Our updated privacy policy also describes the safeguards we use to protect client information.

These include:

  • Multi-factor authentication: helping protect access to cloud systems, email, document repositories, and financial platforms. 
  • Role-based access: restricting information based on function and need. 
  • Password management: requiring strong, unique credentials and secure handling of passwords. 
  • Access reviews: periodically reviewing permissions for key systems and document repositories. 
  • Offboarding procedures: removing access when employees, contractors, advisors, or representatives no longer require it. 
  • Staff training: reinforcing expectations around privacy, confidentiality, phishing awareness, secure document handling, AI use, and incident escalation. 
  • Incident response: maintaining procedures to identify, assess, contain, investigate, and respond to privacy or security incidents. 

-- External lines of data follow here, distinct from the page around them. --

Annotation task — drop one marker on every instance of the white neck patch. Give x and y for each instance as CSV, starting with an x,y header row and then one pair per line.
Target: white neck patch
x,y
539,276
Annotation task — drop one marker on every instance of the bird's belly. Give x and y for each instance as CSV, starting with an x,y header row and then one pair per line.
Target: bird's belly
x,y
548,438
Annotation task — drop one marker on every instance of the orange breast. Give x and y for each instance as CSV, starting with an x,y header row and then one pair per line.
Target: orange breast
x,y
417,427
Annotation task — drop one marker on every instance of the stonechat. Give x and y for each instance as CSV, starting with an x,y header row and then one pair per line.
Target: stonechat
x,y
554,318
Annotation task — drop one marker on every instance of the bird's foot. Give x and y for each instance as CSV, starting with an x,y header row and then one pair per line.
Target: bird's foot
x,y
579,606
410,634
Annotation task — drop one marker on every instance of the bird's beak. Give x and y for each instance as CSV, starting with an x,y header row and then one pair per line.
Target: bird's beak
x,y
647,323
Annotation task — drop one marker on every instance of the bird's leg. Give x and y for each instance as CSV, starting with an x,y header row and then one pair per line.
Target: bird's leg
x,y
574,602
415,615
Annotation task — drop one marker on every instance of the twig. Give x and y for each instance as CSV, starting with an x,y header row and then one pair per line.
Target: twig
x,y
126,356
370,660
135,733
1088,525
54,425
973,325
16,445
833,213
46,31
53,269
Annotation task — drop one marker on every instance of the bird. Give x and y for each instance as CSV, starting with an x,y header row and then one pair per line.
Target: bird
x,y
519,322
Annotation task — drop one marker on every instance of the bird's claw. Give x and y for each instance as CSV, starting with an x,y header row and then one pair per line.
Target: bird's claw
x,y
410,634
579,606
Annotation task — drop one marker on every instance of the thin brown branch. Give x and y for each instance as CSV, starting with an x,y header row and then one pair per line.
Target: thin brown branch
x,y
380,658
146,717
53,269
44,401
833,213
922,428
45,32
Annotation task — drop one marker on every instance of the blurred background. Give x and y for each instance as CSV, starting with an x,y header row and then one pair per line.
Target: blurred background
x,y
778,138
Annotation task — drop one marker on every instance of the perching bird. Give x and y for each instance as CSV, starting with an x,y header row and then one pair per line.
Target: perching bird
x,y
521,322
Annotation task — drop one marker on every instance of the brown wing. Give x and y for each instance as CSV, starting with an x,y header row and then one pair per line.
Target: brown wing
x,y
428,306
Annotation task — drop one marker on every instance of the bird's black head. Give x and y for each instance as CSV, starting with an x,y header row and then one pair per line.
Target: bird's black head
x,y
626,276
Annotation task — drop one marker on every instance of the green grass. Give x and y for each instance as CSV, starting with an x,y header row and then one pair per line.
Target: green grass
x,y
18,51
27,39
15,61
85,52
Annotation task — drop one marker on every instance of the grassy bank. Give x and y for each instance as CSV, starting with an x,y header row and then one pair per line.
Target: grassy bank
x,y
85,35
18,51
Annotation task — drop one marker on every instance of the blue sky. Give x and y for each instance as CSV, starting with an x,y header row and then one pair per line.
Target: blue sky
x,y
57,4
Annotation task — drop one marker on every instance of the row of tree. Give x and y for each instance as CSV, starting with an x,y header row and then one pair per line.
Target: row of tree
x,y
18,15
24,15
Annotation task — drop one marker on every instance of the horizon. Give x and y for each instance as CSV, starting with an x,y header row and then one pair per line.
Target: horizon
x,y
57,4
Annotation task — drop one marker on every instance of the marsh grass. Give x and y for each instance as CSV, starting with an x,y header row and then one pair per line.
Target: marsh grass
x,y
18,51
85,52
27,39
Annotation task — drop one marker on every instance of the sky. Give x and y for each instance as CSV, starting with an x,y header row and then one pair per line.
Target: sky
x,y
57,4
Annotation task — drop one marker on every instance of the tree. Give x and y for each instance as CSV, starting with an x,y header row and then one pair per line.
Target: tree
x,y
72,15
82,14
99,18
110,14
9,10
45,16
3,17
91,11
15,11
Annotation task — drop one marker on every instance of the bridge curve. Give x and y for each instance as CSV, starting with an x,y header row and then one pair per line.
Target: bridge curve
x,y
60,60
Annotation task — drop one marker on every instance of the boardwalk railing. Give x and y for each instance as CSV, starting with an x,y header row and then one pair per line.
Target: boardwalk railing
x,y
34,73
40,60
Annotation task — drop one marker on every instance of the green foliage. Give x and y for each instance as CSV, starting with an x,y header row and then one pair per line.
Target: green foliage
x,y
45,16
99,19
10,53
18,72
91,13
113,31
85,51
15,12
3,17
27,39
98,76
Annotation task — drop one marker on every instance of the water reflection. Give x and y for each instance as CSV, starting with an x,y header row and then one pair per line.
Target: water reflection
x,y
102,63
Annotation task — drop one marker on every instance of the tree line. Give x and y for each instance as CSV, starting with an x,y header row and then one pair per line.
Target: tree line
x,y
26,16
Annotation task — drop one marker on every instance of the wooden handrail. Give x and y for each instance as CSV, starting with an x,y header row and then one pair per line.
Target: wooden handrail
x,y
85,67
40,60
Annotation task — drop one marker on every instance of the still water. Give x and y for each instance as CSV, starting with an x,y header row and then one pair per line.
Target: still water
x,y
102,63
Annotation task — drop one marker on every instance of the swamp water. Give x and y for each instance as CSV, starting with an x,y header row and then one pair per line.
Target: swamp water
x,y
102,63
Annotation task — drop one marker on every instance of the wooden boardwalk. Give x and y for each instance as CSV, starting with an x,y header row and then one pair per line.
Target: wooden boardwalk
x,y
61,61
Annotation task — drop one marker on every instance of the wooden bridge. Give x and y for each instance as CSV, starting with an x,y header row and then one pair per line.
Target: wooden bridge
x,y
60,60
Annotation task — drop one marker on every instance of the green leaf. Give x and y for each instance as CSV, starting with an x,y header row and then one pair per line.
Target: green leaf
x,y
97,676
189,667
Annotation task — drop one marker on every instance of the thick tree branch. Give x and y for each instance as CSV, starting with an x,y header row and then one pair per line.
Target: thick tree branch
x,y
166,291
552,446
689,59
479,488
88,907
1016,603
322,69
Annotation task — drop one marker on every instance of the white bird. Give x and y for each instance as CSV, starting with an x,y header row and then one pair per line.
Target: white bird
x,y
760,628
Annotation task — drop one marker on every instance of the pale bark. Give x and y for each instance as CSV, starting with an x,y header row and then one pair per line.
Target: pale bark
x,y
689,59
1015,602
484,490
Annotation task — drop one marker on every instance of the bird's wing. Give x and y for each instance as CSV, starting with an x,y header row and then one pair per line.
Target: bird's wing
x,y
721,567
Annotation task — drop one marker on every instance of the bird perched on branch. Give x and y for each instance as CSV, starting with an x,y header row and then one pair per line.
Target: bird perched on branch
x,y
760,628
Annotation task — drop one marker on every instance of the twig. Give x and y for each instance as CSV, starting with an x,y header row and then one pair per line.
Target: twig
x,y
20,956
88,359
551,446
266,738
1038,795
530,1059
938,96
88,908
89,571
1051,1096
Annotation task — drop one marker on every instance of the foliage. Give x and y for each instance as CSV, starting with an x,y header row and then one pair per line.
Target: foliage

No privacy framework can eliminate every risk, but strong procedures reduce risk and create accountability.

Client Choice and Customization

One of the most important parts of our updated policy is client choice.

Different clients have different expectations about technology, privacy, document storage, and AI. Some clients may be comfortable using Markdale’s default secure Google Drive environment. Others may prefer that we work within their own Microsoft SharePoint, Box, Citrix ShareFile, or other secure document environment.

Similarly, clients may choose different levels of AI integration.

Our updated policy contemplates options such as:

  • full AI-assisted workflow optimization; 
  • restricted AI use for selected administrative, coding, or summarization purposes; 
  • complete AI opt-out, with manual workflows only. 

This reflects our view that privacy and technology should not be one-size-fits-all. Clients should be able to understand the trade-offs and choose the approach that best fits their family, governance structure, and comfort level.

Building on Existing Confidentiality Commitments

Our updated privacy and AI policies build on the confidentiality obligations already embedded in our client relationships, engagement letters, and non-disclosure agreements.

For many families, privacy is not just a compliance issue. It is part of the trust required to work across generations, entities, family members, professional advisors, and sensitive financial decisions.

That is why our privacy framework covers not only legal compliance, but also practical governance: who has access, why they have access, how information is used, how long information is retained, and what happens if a privacy issue arises.

Innovation With Judgment

AI is becoming part of the modern administrative and reporting infrastructure of many businesses. For Markdale, the question is not whether technology should be used, but how it should be governed.

We believe family offices need to remain competitive, productive, and innovative. We also believe we must handle sensitive financial information carefully, with clear limits, strong controls, and human judgment.

Our updated privacy policy aims to balance both priorities.